Obviously the secular solution is not going to be fully neutral. For example, either abortion is going to be legal or it’s not. The secular sphere of reasons overwhelmingly favors the former, which is contrary to the teaching of the most passionately-subscribed religions. And on the ethnic level, even the most even-handed distribution of privileges and offices in the U.S. is going to result in white people holding a strong plurality of the privileges and offices simply because they are the biggest single population group—and the natural decline in that proportion as white people dip below 50% of the population is going to look, to an ethnically-minded white person (namely, a fucking racist), like a loss of status for their group. So even in the ideal case where everyone is acting in good faith, the secular state of affairs is always vulnerable to being “read” in unfavorable religious or ethnic terms.

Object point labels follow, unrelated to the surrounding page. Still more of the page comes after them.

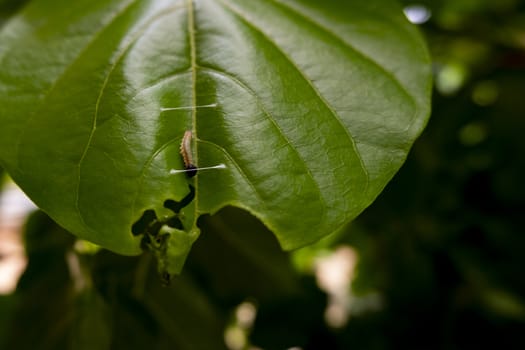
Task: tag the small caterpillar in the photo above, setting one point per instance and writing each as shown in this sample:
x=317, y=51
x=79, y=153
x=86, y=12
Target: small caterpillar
x=187, y=155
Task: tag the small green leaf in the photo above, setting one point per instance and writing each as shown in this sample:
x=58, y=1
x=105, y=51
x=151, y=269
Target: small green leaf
x=312, y=106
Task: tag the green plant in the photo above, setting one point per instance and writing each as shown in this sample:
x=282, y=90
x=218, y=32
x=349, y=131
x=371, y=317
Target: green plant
x=312, y=107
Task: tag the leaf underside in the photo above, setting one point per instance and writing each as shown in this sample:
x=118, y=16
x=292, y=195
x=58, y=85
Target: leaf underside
x=312, y=107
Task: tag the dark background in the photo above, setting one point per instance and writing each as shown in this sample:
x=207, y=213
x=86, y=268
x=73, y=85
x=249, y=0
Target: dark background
x=442, y=246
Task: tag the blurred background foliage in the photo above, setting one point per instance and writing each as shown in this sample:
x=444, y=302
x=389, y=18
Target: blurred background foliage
x=434, y=263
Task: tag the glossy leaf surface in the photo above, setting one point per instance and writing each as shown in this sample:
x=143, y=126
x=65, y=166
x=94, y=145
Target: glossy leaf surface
x=311, y=106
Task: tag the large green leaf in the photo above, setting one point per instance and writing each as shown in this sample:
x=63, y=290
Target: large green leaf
x=312, y=107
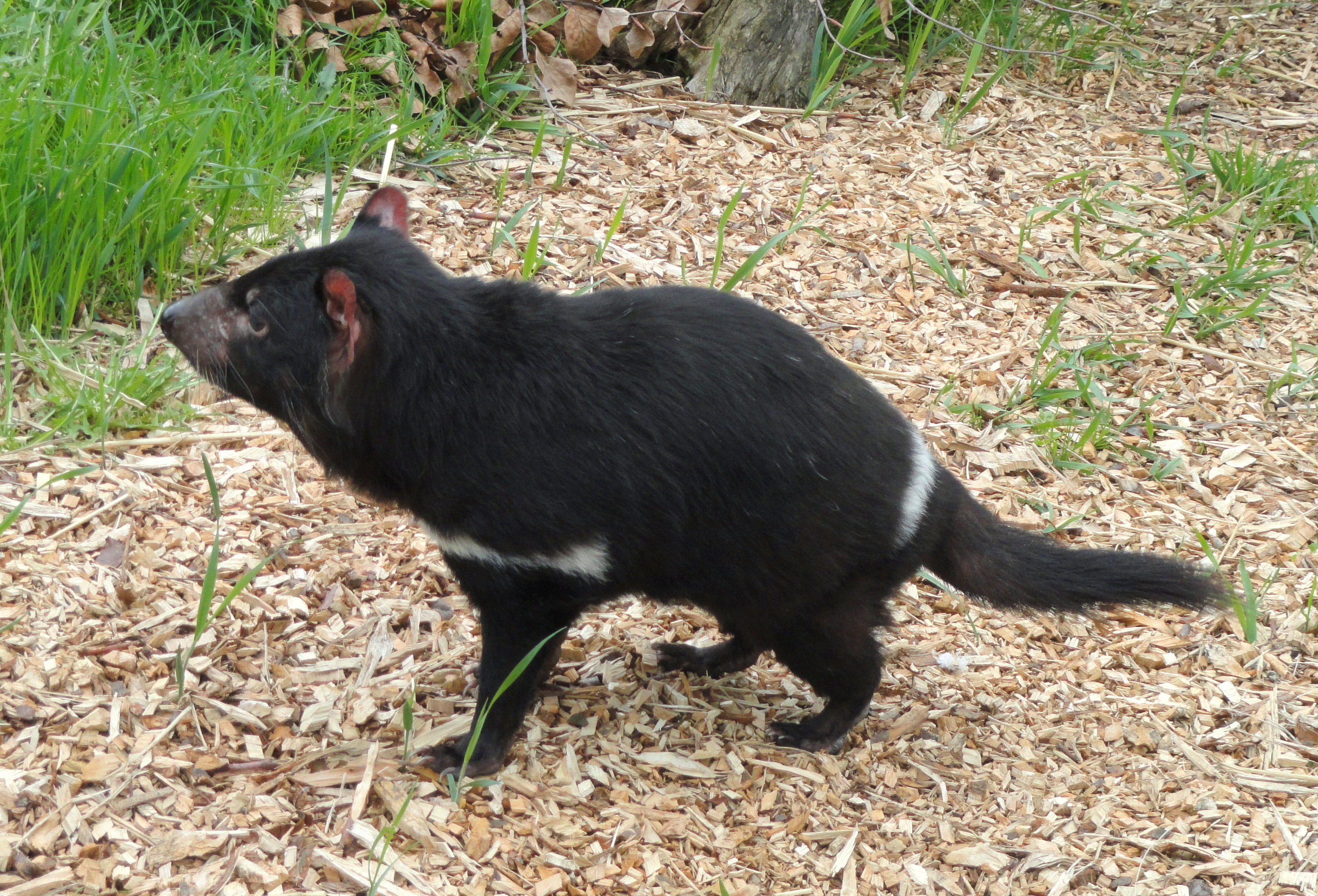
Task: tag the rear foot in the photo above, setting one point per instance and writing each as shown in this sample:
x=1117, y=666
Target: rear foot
x=823, y=733
x=717, y=661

And in practice, it has almost always fallen far short of that ideal.
What I wonder, though, is what the alternative is? Secularism is hypocritical and incoherent and unstable, and that’s bad. But it’s also all that we could expect, because secularism is a political settlement. It’s the end result of a negotiation—a kludge, not a philosophical doctrine. It doesn’t “work,” because nothing works. But it is more functional than the “honest” alternative of letting politics devolve into an openly zero-sum struggle among identities. A hypocritical and always partial “neutrality” may not be satisfying, but every alternative is worse. Not only does the “honest” solution have a tendency toward mass death, but the ideal end-state of any ethnic or religious group that is in a position to actually win the struggle is a world that is more uniform and less free. Ironically, anyone who wants to enjoy the benefits of ethnic and religious diversity should therefore embrace the political strategy that aims at their (impossible) withering away.


Characterizing secular detente as a compromise, as the last of an exhausting and bloody series of crappier alternatives, is an insight that seems both essential to pass onto posterity and also very difficult to pass on. The inheritors of any given tradition — often, and perhaps especially, those who are predisposed to see themselves as guarantors of its continuance — tend to throw away such genealogical insights as one discards manufacturer's original packaging. "We have unboxed secular, liberal-democratic Capitalism. It's ours now. The instructions came with a raft of warnings in the opening pages, blah blah, something about war, whatever." The observable, everyday aspects of the actual-existing arrangements become regarded as self-evident, as ends in themselves. Detached from the historical context which produced them, important sense-making criteria are lost.
There is a proverb among veteran software developers and technology nerds, a first-line of defense against incoming newb support questions: RTFM; Read The Fucking Manual. Passing on knowledge of how present arrangements arose is arguably more important than whatever policies and procedures constitute those arrangements.
Your conclusion reminds me of Ordinary Vices. Shklar ranks the vices, and in particular places cruelty above hypocrisy, specifically because of an analysis like this. You can't have politics without hypocrisy, and politics is better than the alternative (e.g. wanton cruelty).